Another dusty book? Another wedge
of dead man’s brain? No, thank you. What is it?’
‘It’s poetry.’
A snort. ‘What good is that?
What good are words? Words are not real life.’
‘But they create in here,’ I tapped my head,
‘whatever’s locked out there.’
Another snort.
She stamped her boot, and spun towards the view.
‘But not the Earl of Essex,’ she replied.
‘You can’t create him, can you?’
She was hooked
two years before, at court, when she was twelve.
Imagined they might marry, though I knew
by then your cousin Frances had his child
tucked in her belly.
‘You might be the Queen
one day,’ I said. ‘How to prepare for that
except to read and imagine how it feels?’
Knowing she’d marry whom the Queen decreed.
Be pawned to the Duke of Parma’s son, Farnese,
to end the war.

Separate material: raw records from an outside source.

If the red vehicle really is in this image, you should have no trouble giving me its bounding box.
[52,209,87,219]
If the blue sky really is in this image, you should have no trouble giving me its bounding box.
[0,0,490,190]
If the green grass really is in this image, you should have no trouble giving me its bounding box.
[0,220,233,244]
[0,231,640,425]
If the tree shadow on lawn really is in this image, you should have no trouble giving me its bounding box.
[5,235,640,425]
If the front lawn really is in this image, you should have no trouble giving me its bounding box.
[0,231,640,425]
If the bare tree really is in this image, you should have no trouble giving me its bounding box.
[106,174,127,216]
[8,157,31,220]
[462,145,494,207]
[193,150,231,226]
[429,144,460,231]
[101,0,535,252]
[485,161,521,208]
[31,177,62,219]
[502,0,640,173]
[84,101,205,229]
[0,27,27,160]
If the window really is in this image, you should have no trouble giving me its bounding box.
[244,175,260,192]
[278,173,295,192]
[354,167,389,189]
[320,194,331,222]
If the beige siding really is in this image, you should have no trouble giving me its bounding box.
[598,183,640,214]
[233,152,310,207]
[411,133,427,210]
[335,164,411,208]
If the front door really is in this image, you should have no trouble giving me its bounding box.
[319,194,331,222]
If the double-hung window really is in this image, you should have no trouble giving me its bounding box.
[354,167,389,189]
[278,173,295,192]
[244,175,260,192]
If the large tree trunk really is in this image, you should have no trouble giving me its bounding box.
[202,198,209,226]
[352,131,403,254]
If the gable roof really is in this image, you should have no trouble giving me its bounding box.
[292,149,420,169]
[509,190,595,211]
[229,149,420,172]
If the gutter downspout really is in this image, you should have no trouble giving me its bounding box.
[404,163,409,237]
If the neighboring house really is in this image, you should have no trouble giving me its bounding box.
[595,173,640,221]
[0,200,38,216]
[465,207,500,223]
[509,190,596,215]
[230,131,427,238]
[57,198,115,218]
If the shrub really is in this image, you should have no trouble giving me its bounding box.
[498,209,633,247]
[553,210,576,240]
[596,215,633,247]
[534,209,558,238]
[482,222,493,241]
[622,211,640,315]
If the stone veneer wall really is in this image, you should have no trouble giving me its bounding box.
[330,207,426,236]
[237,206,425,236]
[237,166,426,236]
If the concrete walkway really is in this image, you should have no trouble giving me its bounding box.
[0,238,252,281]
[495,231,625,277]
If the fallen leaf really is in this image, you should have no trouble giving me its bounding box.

Be dangled like a threat
to keep her cousin James obedient.
And me, determined to get close to both.
How powerful I felt myself to be.
‘Very well,’ she said. ‘Prepare me.’ Still outside.
I turned the pages silently and found
the lines where the sultan’s riches glow like fire,
the pulsing light of each delicious gem
its own confection, savoured on my tongue.
And drawn across, as though the jewels were real,
Arbella knelt in front of me, her hands
open as though she thought this spell of words
would conjure and drop into her lap those stones.
I closed it, and we listened to the weather
beating itself against the window pane.